My 100 Worst Movies of the 90's - 82 - On Deadly Ground (1994)

Another film with a heavy-handed environmental message, On Deadly Ground follows a super agent who fights against an evil oil corporation.  This is a special Steven Segal movie as it is the only film he ever directed.  It was a vanity project that exists solely because Segal realized he was a star, and decided he’s swing his junk around for everyone to see for a few hours.

Segal plays Forest Taft, an “oil fire specialist” who discovers that an (evil) oil company is violating safety standards at the expense of some local Inuit... or something.  After the oil exec tries to kill Forrest in an explosion, he is rescued by natives and we get a fairly racist display of Inuit culture (some of Segal’s stunning dialogue from this scene: “You tell him I’m a mouse... hiding from the hawks in the house of Raven.”  No.  It doesn’t make sense in context).  So Segal fights a bear and turns down some hot sex and then he’s enlightened (the “Chosen one”!!!).  So it turns out he is destined to destroy the evil oil company, so he sets out on a quest to take out his former boss.  How does a fire specialist do this you may ask?  Oh!  He just so happens to be a former special agent.  Yay!  Plot contrivance!  So it all ends with Segal preaching to us about the evils of oil and slaps its audience in the face with all of its metaphysical B.S.

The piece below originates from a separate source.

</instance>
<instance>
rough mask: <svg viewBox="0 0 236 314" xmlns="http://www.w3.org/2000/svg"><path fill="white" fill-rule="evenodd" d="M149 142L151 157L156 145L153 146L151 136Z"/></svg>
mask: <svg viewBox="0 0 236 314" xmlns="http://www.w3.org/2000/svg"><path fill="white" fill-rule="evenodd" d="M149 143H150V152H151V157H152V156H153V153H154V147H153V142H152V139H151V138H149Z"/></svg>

Man, this one is bad.  It’s filled with so much metaphor and so many references to animal spirits (to nail home the Inuit culture aspect) that it can easily be awarded the Most Pretentious Action Movie award.  If the hammy plot and dialogue was not bad enough, Segal is at his absolute worst here, and the rest of the cast really do not really help things.  Michael Cane plays the super evil oil exec who overacts so much in this film it makes me long for Pauly Shore (really).  John C. McGinley (Dr. Cox from Scrubs) is Cane’s goon who is more or less a sadist.  Both are terrible under Segal’s direction.

On Deadly Ground has some of the worst dialogue you’ll ever hear in a major studio film.  Written by Ed Horowitz and Robin U. Russin.  You haven’t heard of them?  That’s okay, this is the one of the only major film credits to either of them in IMDB.  Horowitz went on to write a few straight-to-television projects and the equally bad and stupid Segal actioner Exit Wounds.  Their screenplay has Segal spouting out sage-like wisdom while blowing up buildings and beating people to a bloody pulp.  This movie hits us over the head with sanctimonious environmentalism while the body count goes up and up.  Despite the small repertoire of the writing staff, this is one legacy of a film.  It was nominated for every major Razzie award and Segal even won the not-so-coveted “Worst Director” award.

On Deadly Ground is impressively bad, even for a Steven Segal movie.  To add insult to injury, this one reached #1 at the box office.  Yep, folks, this movie outranked Philadelphia and Schindler’s List (!!!) in the weekend box office.  Good job America!  You failed!